Kemal Kılıçdaroğlu, CHP İzmir Milletvekilidir ve milletvekili dokunulmazlığı vardır. Ancak Anayasa’nın 83. maddesindeki yasama dokunulmazlığının, Türkiye Büyük Millet Meclisi çalışmaları, bu sırada kullanılan oy, yapılan konuşmalar ile her türlü davranışı kapsadığı açıktır. 31 Aralık 2019 tarihine kadar, Cumhuriyet Başsavcılıklarınca CHP milletvekilleri hakkında yasama dokunulmazlığının kaldırılması talebiyle çeşitli suçlardan toplam 209 fezleke TBMM’ye gönderilmiştir. Bu fezlekelerden 23’ü Kemal Kılıçdaroğlu ile ilgilidir. CHP Genel Başkanı Kemal Kılıçdaroğlu’nun, uzun bir süredir FETÖ terör örgütünün siyasi ayağını (bylokçu milletvekili listesini) açıklayacağını beyan etmesine rağmen, partisinin her grup toplantısında bu açıklamayı bir sonraki hafta yapacağını bildirmektedir. Bu tarihten sonra da kendisinden beklenen açıklamayı yapmayacağı anlaşılmaktadır.

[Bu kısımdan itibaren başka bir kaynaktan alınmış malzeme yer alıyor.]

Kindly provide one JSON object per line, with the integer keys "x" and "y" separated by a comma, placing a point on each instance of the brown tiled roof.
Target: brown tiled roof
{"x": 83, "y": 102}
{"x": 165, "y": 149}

Bu itibarla, Türk Ceza Kanunu’ndaki suç tanımına birebir uyan, suçun maddi ve manevi unsurunu taşıyan, Anayasa’nın 26. maddesi ile güvence altına alınan ‘düşünceyi açıklama, yayma hürriyetinin’ dışında kalan çeşitli tarihlerdeki söz ve fiillerinin; kamu görevlisine karşı görevinden dolayı hakaret, suçu ve suçluyu övmek, kamu görevlisinin suçu bildirmeme, suçluyu kayırma, suç delillerini bildirmeme, Türk Milletini, Türkiye Cumhuriyeti Devletini, Devletin kurum ve organlarını aşağılama, terör örgütü propagandası yapmak suçlarını oluşturduğu değerlendirilmiş ve Ankara Cumhuriyet Başsavcılığı’na suç duyurusunda bulunulmuştur.”